By Javiette Grant, HRI Program Specialist

The start of new relationships can be exciting for teens, but it can be nerve-racking just thinking about having deep conversations with your teen, especially if you don’t quite know how to get those conversations started. These relationships they are building can help form their identity, offer a network of support, and is a pivotal part of the adolescent years. However, sometimes relationships can bring disappointment, conflict, and even abuse. Relationships take time, energy, and care to keep healthy. Teaching teens about healthy relationships is a good step to prepare them for the future.

Set aside time so that conversations don’t feel rushed. Be sure to minimize distractions during that time so you can focus on the conversation and your teen. Try to have your conversations in places that are comfortable for everyone. Some teens may feel more comfortable talking alone or in private, whereas other members may feel more comfortable talking in public places. The more everyone feels comfortable, wherever you are, the easier it will be to focus on the conversation and each other.

Start by discussing with your teen what a healthy relationship looks like to them, ask what makes them feel safe and happy with the people in their life. Healthy relationships are characterized by respect, sharing and trust. They are based on the belief that both people are equal and are willing to compromise so that the relationship is fair. Support, Honesty, Independence, and Communication are some of the other core characteristics of a healthy relationship. Going over these characteristics can help provide examples of what they can look for in the connections and partnerships they make.

Knowing the characteristics of an unhealthy relationship is just as important. Sometimes unhealthy relationships develop and your teen or someone they know can experience distress such as bullying or dating violence. One of the more familiar characteristics during the adolescent years is peer pressure; This is the influence a person or group can have on an individual. However, there are more toxic behaviors that teens should be on the lookout for such as: emotional abuse, intimidation, threats, minimizing/denying/or blaming, sexual coercion, and isolation.

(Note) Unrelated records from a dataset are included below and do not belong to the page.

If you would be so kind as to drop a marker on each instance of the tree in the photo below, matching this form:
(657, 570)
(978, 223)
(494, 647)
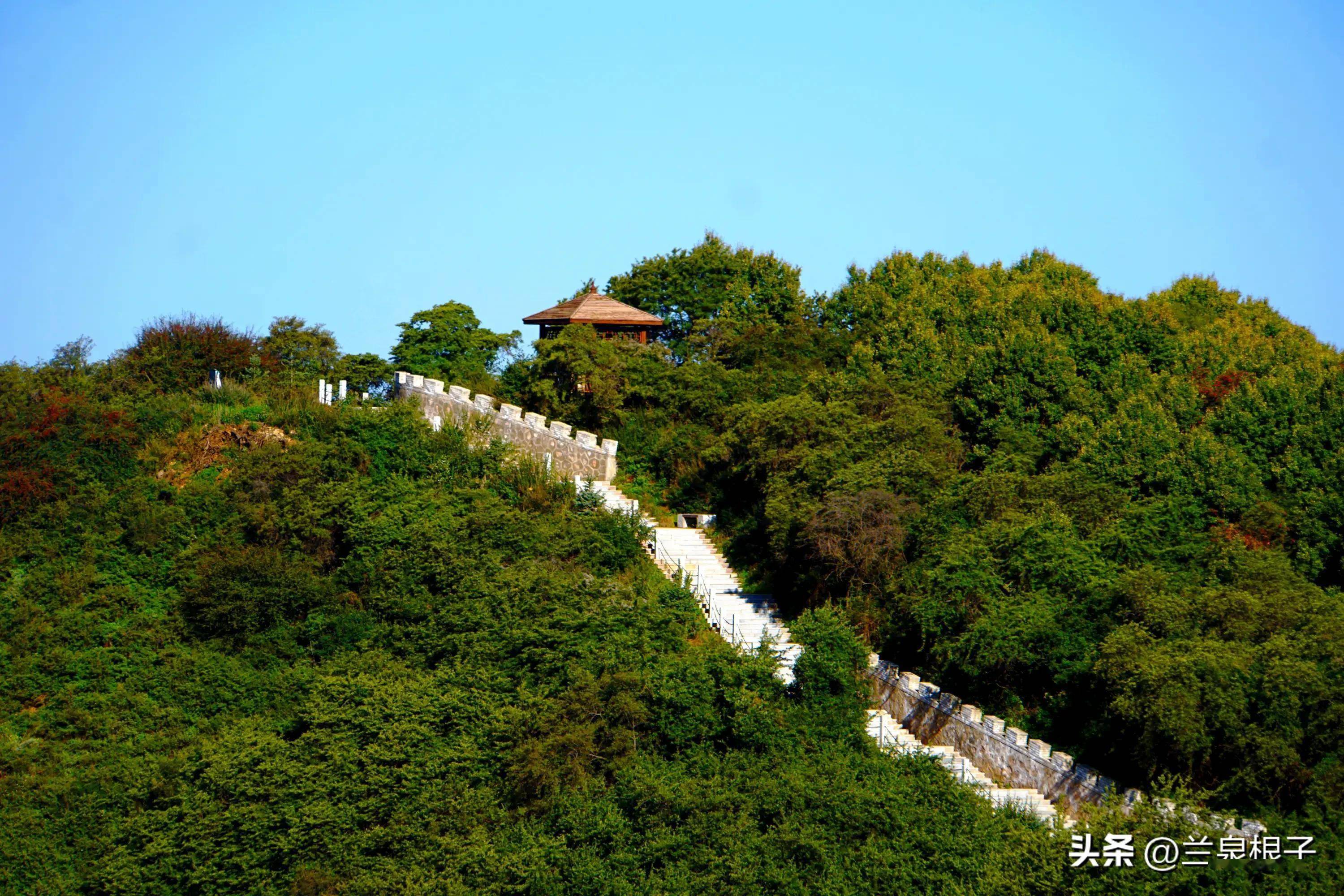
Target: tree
(710, 281)
(72, 358)
(449, 343)
(365, 373)
(300, 350)
(181, 353)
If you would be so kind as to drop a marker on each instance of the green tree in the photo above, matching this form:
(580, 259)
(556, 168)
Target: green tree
(181, 353)
(299, 349)
(449, 343)
(365, 373)
(690, 288)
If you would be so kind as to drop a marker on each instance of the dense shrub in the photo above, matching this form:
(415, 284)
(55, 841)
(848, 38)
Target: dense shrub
(174, 354)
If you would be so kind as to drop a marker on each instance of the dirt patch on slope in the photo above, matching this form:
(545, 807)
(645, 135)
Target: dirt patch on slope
(191, 456)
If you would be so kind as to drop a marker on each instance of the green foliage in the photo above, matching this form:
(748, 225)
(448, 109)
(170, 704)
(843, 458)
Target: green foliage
(373, 659)
(300, 350)
(365, 373)
(449, 343)
(174, 354)
(1115, 523)
(711, 283)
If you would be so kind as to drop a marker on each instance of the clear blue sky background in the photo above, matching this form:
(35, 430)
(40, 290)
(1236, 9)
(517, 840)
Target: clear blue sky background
(354, 163)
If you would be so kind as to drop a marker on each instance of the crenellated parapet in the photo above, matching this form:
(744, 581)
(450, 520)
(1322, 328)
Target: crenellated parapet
(564, 450)
(1006, 754)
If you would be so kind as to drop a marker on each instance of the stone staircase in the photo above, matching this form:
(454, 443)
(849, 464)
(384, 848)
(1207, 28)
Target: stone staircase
(894, 738)
(744, 620)
(750, 620)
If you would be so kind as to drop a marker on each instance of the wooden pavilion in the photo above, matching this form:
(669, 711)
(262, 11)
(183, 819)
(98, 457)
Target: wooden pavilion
(609, 318)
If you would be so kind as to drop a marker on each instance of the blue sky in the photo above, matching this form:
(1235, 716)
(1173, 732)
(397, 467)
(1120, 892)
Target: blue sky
(355, 163)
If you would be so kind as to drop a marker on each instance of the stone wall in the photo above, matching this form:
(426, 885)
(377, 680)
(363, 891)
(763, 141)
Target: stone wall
(1003, 753)
(566, 453)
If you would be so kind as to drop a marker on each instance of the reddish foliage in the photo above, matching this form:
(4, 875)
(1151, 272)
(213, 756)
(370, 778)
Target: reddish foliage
(181, 353)
(22, 488)
(1221, 388)
(1252, 539)
(58, 410)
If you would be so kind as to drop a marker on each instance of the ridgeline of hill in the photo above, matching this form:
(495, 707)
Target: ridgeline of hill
(257, 645)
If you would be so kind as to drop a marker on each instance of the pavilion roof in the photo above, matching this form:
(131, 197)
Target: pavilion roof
(594, 308)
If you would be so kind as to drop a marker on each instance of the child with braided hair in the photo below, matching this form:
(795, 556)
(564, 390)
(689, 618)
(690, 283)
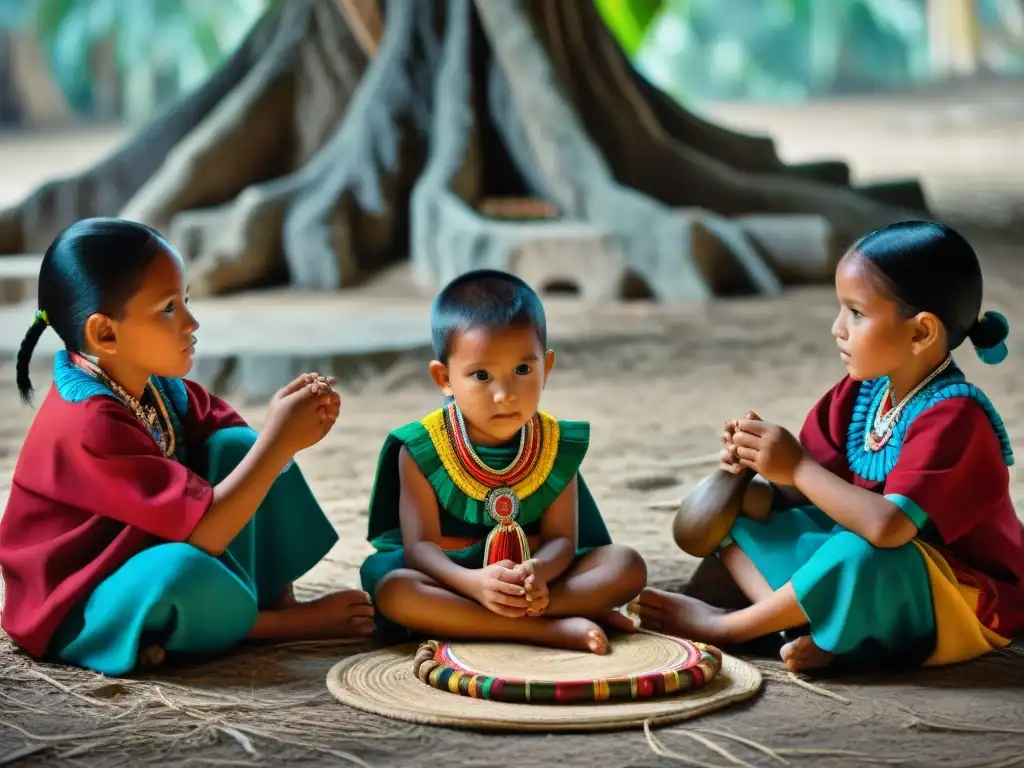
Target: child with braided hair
(886, 535)
(482, 525)
(144, 516)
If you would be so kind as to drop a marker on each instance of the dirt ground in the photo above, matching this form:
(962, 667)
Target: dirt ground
(656, 403)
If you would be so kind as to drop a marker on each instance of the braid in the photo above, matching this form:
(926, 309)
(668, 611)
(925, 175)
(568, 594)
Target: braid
(25, 356)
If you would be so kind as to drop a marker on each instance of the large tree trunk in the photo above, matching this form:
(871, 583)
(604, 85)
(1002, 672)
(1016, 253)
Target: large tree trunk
(29, 96)
(340, 137)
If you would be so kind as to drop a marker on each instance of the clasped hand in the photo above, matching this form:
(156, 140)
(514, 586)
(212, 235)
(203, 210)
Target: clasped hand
(512, 590)
(769, 450)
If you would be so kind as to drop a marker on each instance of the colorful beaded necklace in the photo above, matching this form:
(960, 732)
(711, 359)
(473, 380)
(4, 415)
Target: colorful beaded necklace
(882, 428)
(507, 540)
(156, 419)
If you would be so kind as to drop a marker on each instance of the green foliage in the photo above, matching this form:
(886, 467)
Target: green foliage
(177, 42)
(630, 19)
(783, 49)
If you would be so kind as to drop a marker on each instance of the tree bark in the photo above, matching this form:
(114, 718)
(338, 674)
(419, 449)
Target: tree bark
(338, 138)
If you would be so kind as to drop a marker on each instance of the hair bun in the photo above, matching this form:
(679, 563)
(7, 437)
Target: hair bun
(989, 337)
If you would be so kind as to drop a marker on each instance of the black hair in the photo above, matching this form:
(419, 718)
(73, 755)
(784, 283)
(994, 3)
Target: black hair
(487, 298)
(930, 267)
(94, 265)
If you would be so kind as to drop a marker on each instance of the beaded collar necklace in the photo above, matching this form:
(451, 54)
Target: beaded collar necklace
(885, 422)
(507, 540)
(155, 418)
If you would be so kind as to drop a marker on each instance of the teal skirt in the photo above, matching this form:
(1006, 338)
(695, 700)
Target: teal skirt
(178, 597)
(863, 603)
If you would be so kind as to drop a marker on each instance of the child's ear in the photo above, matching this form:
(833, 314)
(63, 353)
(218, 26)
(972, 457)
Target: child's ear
(438, 372)
(99, 335)
(927, 331)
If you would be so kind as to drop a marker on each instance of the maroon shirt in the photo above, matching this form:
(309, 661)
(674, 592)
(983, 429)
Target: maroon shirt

Inform your teen that no one has the right to put them down or make them feel bad about themselves. If someone tries to intimidate or threaten them they should let someone know. Sometimes adolescents who are viewed as popular or more well-known may try to use their social status as a reason to have power and control over others by acting like “the master of the castle”, making all the decisions, or treating others like servants. It’s important that your teen knows that everyone is equal and should be treated as such. Teens may view this behavior jokingly but making light of these behaviors or shifting the responsibility is an effort to have power and gain control, which is at the center of an unhealthy relationship.

Dating Violence is so prevalent that going over the warning signs of abuse can help your teen identify when the line from healthy to unhealthy has been crossed. These signs include but are not limited to: Extreme jealousy or insecurity, isolating someone from family and friends, telling someone what to do or wear, checking their social media or personal accounts without permission, and an explosive temper. It might help to go over steps your teen can follow if they or someone they know find themselves in an abusive relationship. Steps such as talking to an adult they trust right away, remembering that safety is the most important thing, and utilizing various resources specifically for teen dating violence. Lastly, teens should not be afraid to ask for help, assure them that they are not alone, and it is not their fault.”

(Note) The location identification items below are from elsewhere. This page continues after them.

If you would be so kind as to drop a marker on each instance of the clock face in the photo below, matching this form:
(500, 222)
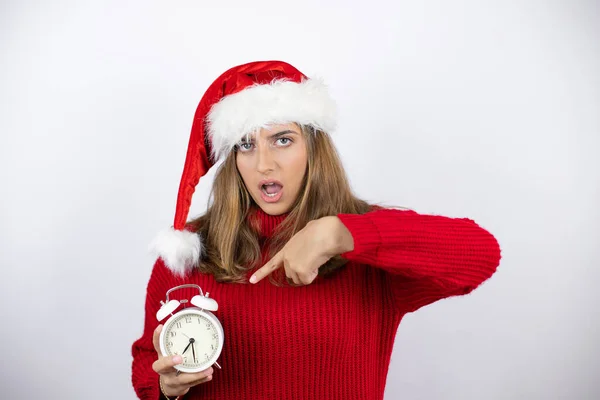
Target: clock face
(195, 335)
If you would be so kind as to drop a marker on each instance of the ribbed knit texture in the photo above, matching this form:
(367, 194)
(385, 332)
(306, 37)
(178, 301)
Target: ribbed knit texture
(331, 339)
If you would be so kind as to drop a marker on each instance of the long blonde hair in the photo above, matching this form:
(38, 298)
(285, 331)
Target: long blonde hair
(230, 238)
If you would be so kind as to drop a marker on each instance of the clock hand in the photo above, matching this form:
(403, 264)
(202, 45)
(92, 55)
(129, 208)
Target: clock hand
(186, 347)
(193, 350)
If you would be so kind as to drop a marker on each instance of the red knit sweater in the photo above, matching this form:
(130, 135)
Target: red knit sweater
(331, 339)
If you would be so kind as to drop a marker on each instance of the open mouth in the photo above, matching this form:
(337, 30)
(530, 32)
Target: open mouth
(271, 189)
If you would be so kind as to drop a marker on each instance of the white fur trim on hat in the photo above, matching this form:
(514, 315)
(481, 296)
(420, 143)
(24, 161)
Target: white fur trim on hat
(280, 102)
(179, 250)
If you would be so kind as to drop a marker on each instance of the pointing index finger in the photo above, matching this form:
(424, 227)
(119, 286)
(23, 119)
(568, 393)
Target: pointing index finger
(266, 269)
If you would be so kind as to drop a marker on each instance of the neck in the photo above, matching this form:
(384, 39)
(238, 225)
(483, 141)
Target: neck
(266, 224)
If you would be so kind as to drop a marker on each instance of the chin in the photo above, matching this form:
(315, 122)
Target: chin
(274, 209)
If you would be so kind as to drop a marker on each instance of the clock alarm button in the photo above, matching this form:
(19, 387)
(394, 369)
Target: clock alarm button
(206, 303)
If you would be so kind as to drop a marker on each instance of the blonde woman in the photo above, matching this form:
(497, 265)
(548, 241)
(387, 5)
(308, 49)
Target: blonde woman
(312, 282)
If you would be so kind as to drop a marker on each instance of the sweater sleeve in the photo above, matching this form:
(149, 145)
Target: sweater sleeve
(144, 378)
(428, 257)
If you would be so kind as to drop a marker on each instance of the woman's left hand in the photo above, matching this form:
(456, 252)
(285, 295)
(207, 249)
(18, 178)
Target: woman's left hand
(308, 249)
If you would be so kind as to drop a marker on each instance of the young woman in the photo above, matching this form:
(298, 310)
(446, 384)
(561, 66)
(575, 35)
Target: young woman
(311, 281)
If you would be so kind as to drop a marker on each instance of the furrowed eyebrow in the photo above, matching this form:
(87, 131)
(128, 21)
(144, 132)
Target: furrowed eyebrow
(279, 134)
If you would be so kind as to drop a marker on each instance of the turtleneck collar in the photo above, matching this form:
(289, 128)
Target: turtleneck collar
(266, 224)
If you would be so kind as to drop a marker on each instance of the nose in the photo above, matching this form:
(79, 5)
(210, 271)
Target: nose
(265, 162)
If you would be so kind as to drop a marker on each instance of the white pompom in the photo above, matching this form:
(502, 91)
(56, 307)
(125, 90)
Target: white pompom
(180, 250)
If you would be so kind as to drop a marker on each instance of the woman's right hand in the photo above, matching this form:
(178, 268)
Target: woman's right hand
(172, 384)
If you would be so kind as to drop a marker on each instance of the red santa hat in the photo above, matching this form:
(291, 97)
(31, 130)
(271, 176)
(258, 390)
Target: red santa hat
(241, 101)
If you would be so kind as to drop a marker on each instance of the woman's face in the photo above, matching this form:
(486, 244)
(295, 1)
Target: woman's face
(272, 164)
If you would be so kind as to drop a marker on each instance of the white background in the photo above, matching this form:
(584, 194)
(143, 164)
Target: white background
(483, 109)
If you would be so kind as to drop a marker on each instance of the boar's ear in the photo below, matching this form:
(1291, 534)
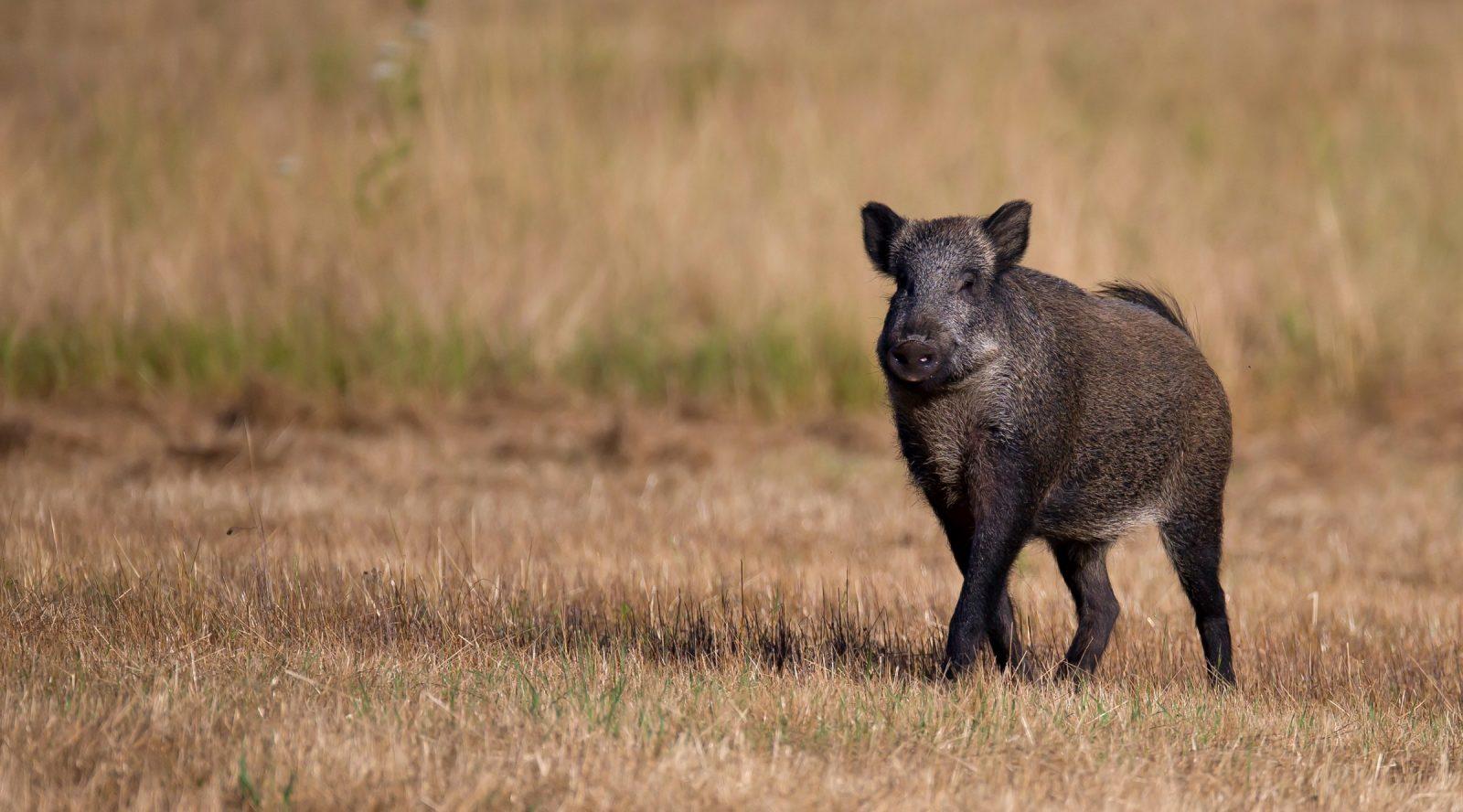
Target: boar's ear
(880, 229)
(1009, 227)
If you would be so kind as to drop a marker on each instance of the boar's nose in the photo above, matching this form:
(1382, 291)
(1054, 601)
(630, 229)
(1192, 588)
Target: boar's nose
(913, 360)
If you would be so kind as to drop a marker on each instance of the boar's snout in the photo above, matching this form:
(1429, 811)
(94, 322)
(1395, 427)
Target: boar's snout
(913, 362)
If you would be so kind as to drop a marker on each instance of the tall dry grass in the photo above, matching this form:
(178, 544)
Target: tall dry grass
(662, 197)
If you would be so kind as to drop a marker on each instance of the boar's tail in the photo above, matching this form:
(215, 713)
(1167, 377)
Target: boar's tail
(1156, 300)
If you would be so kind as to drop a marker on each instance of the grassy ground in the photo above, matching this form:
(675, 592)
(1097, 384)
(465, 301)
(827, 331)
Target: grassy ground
(521, 606)
(658, 198)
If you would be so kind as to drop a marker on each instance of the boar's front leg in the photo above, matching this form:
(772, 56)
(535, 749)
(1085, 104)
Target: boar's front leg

Commit to really listening to your teen. Good communication is an essential part of any relationship. All relationships have ups and downs, but a healthy communication style can make it easier to deal with conflict and build a stronger and healthier relationship. You can help your teen learn this by mirroring these skills in your own relationship. Be open to disagreements. Everyone does not have to agree 100% of the time about everything in order to have healthy relationships. If your teen says something that you don’t agree with, try to learn more about why they think the way they do.

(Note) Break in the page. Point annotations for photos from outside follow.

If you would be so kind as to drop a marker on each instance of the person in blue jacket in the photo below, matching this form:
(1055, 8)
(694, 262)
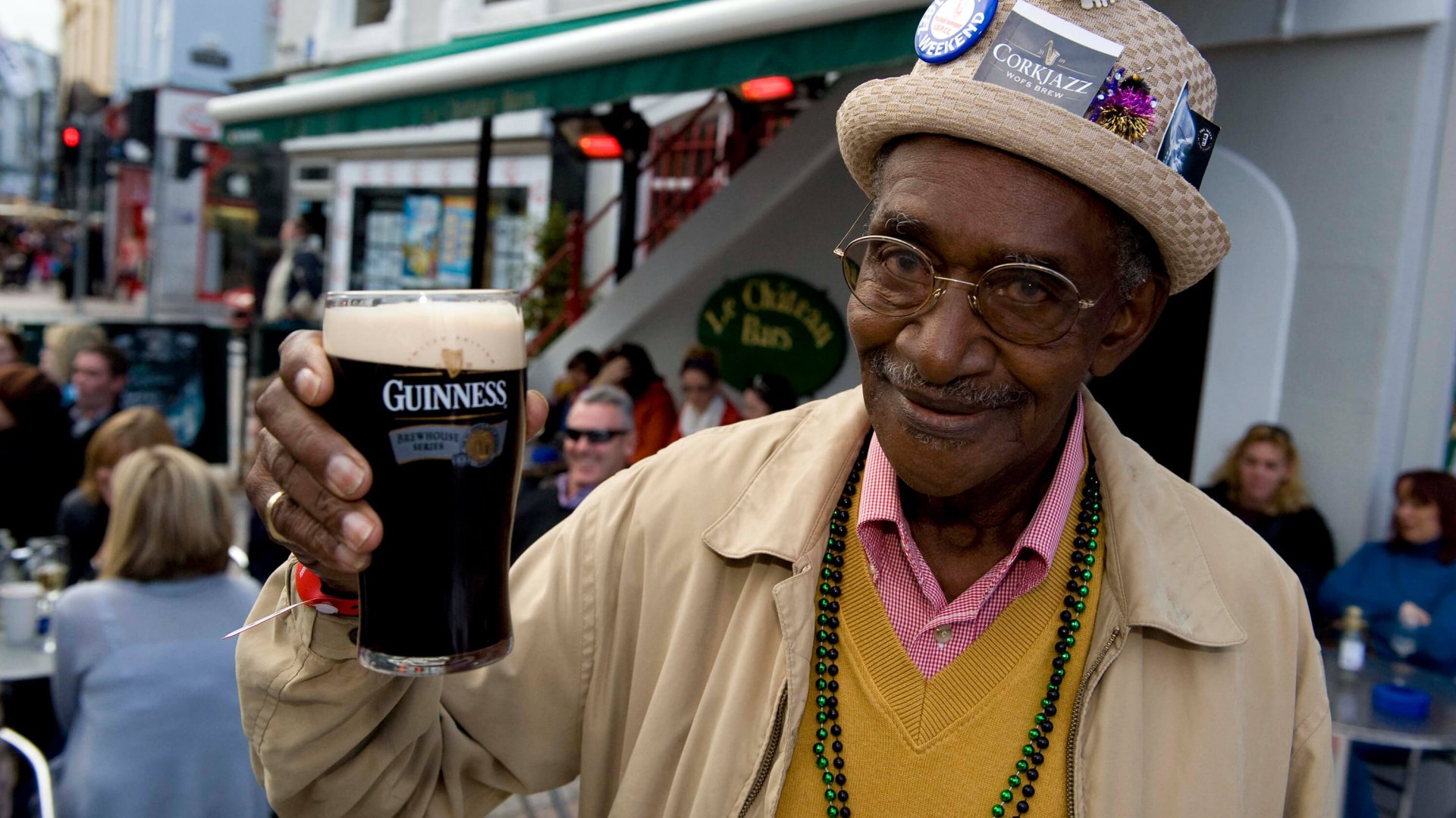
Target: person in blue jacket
(1407, 585)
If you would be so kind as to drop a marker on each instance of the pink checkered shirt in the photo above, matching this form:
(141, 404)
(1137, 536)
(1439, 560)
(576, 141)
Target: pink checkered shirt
(934, 631)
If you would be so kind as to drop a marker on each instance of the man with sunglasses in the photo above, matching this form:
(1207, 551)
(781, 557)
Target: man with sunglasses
(599, 441)
(954, 590)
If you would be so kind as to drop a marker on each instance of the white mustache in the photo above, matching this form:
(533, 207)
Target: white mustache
(963, 390)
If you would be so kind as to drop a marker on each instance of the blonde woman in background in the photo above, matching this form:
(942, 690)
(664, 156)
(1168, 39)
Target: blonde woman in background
(1260, 484)
(143, 686)
(86, 509)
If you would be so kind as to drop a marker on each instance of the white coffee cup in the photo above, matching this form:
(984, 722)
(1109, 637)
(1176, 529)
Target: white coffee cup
(19, 603)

Some of the conversations may address topics that you’ve never thought much about before, so don’t be surprised if your views on the subject change while you’re talking about them! If you find it difficult to engage in positive conversations with your teen, and especially if this is a pattern over time, it may be a sign that you could benefit from counseling, including individual and/or family counseling. To learn more about seeking counseling, please visit our website for tips on finding a family counselor.

Having deeper conversations can feel strange at first. But, over time, if you engage in these conversations with kindness and respect, you’ll see how they can help to push your relationships to a deeper, more meaningful connection with one another!